Since the bottom-line purpose of the Cuban state is to make life good for Cubans, and, except during the depression of the early 90's, that project has gone slowly forward for half a century, life is always slowly getting better. So, though the AP tries to conjure everything Raul says into the surrender of the revolution (now that his supposedly evil brother is out of the way), it was just routine revolutionary progress when he announced a short time ago that it was time to snip and toss red tape and get rid of entrenched rules and glitches that were only nuisances. The AP colored that story as if it meant the Republican party and big business were surely about to be welcomed, but in fact it meant the bureaucracy was going to be more helpful and less in the way, and the overdue clarifying and equalizing of home-owner paper was an example, since a few Cubans who've changed jobs but couldn't easily move to their new work location can now do so by trading home titles.
The quote from a dissident in the AP story shown above that "This is like no-man's-land that they are legalizing" is plain and simple nonsense, and the unquoted nearly tearful hope expressed by the AP itself that new title holders "could even pass (their homes) on to their children" is just propaganda, since Article 24 of the Cuban Constitution has clarified that since 1976. The heavy implication in the story that it is about property ownership (more important in America than human rights) should be ignored. In fact, Cubans can't sell their homes precisely because communism isn't about buying and selling, and entrepreneurs can't be permitted to accumulate multiple properties and become landlords.
Now go back up and re-read the AP story to see how cunningly it's worded.

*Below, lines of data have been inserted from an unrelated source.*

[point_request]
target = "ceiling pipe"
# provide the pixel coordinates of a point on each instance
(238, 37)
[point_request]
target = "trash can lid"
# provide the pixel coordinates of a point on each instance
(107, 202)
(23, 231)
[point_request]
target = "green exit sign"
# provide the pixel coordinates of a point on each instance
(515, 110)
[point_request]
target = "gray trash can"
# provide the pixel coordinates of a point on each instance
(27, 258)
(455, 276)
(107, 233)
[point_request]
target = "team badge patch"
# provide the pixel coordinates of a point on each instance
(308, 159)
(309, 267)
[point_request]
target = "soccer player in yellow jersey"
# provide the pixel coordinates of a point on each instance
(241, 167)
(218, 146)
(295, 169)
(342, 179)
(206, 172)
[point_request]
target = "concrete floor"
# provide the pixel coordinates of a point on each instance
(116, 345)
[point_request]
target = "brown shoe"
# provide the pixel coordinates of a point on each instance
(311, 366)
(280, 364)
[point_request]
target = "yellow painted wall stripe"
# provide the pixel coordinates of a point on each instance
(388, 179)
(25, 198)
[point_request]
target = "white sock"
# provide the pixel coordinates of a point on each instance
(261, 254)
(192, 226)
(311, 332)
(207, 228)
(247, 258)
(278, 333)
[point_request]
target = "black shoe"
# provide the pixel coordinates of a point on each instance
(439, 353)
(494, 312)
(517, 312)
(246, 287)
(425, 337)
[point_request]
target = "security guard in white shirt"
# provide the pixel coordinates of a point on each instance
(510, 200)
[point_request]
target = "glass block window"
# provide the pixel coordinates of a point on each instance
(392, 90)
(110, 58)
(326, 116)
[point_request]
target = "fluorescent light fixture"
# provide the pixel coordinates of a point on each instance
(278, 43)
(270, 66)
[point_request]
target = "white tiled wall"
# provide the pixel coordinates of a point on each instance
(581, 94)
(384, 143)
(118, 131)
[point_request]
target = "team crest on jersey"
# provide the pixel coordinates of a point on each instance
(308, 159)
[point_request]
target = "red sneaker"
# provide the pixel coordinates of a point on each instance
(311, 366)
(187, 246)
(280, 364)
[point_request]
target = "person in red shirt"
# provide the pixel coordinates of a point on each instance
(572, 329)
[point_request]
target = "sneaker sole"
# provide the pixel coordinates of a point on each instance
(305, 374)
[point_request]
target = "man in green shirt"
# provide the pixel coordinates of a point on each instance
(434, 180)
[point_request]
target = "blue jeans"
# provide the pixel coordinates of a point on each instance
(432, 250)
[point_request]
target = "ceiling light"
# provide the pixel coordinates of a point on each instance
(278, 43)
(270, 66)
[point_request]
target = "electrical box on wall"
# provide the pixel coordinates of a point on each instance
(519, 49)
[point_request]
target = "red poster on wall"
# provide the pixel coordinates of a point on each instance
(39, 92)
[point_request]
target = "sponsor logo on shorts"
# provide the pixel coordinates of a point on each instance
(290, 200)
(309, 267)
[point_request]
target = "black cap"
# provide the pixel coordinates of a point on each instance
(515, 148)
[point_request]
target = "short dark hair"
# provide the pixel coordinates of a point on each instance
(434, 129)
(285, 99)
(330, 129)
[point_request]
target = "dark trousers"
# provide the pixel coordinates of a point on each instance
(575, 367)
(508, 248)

So far, I've been unable to connect the story's allusion to "do(ing) away with wage limits" to anything any of my sources report really happening in Cuba, though I'm still trying (and I will get back to you). But I also told the Chronicle for the umpteenth time and am now telling you that (1) most Cubans aren't "bothered...by their socialist system." Few objective sources think so, and my 5-part document on this website, "Cubans Choose Socialism," clarifies why. Furthermore (2), that there are maybe half a million new homes still needed isn't bad; it's just a measurement of how close the long-time goal of the state to put all Cubans into good housing is getting, since the replacement of sub-standard homes, due to tourism revenues is speeding up. Nobody in Cuba is homeless, and what Cuba considers substandard is considered fine in all U.S. client states. (3) The tireless and tiresome claim that Cubans earn dollars (they used to say $8 a month and now they say $19.50) is simply not true. The pesos in a typical 300-400 peso Cuban salary are worth what they buy in Cuba, not how many dollars they buy, and their peso salaries, which actually have about the same buying power as the same number of dollars in America, are only a fraction of the benefits their participation in the system earns them. I direct you again to "Misconceptions about Cuba" on this website for total clarification of that point.